Induced Pluripotent Stem Cells - The Biology Book: From the Origin of Life to Epigenetics, 250 Milestones in the History of Biology (2015)

The Biology Book: From the Origin of Life to Epigenetics, 250 Milestones in the History of Biology (2015)

Induced Pluripotent Stem Cells

James Thomson (b. 1958), Shinya Yamanaka (b. 1962)

2006

In recent years, considerable scientific and public interest has been focused on stem cells, both because of their medical potential for tissue and organ transplantation and for the treatment of such diseases as diabetes, Alzheimer’s, and Parkinson’s. But the use of stem cells involves the destruction of human embryos and the possibility of human cloning, which has generated a firestorm of ethical and political controversy derailing further research. The successful development of induced pluripotent stem cells (iPS) was hoped to maintain the intended benefits while abating the criticism.

Stem cells are formed days after the development of the mammalian embryo during the blastocyst stage, which is equivalent to the blastula stage in mammals. Embryonic stem cells are undifferentiated cells capable of dividing to produce additional stem cells; they can differentiate into any of the body’s three cell lineages or germ layers (endoderm, mesoderm, ectoderm) and form specialized cells of any cell type. In addition, there are adult stem cells, found primarily in the bone marrow and umbilical cord blood, which can repair and replenish adult cells and tissues.
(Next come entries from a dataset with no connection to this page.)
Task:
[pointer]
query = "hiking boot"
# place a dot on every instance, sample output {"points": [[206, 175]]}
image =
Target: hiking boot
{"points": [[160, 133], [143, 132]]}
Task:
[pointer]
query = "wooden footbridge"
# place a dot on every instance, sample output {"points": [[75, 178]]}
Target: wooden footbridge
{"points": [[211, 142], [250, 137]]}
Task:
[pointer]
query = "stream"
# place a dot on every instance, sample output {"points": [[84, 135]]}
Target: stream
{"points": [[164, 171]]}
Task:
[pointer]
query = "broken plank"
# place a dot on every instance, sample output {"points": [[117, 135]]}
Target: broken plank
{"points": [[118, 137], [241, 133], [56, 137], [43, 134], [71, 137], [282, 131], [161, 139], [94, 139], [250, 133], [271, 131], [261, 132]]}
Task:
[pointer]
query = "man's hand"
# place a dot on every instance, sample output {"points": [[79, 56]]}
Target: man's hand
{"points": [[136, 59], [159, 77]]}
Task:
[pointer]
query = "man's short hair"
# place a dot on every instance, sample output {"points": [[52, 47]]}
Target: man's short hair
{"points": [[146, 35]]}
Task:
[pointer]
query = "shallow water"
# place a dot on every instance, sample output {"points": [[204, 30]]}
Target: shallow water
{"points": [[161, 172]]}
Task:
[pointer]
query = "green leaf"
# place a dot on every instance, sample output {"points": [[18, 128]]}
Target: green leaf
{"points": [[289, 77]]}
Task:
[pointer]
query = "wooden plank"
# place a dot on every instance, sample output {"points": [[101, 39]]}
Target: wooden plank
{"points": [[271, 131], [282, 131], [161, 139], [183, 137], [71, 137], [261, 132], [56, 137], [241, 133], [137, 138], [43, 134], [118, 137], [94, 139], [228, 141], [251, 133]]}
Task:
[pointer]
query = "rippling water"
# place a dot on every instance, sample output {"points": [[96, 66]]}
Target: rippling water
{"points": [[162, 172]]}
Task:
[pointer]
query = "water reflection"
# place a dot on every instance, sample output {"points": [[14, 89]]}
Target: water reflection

In 1998, James Thomson, at the University of Wisconsin-Madison, successfully isolated human embryonic stem cells, a considerable but highly contentious scientific achievement because of their source. These issues were largely overcome in 2006, when Shinya Yamanaka, at Kyoto University in Japan, was able to reprogram adult mouse fibroblasts (skin cells) to produce iPS. In 2007, Yamanaka went a step further and produced iPS from human adult skin cells, a feat replicated by Thomson later that year. In this process, multiple transcription factors are added to the skin cells; transcription factors are proteins that control the flow (transcription) of genetic information from DNA to messenger RNA. Yamanaka was a co-recipient of the 2012 Nobel Prize.

The early enthusiasm for the medical possibilities associated with the use of iPS has been tempered because of differences between embryonic stem cells and iPS, and the potential of iPS to cause cancers. To date, they have not been approved for clinical use in the United States.

SEE ALSO: Germ-Layer Theory of Development (1828), The Immortal HeLa Cells (1951), Cloning (Nuclear Transfer) (1952).

Induced pluripotent stem cells are genetically reprogrammed adult cells. They serve as models of disease and can be potentially used for cell-based therapies to treat such conditions as Alzheimer’s disease, spinal cord injuries, diabetes, burns, and osteoarthritis.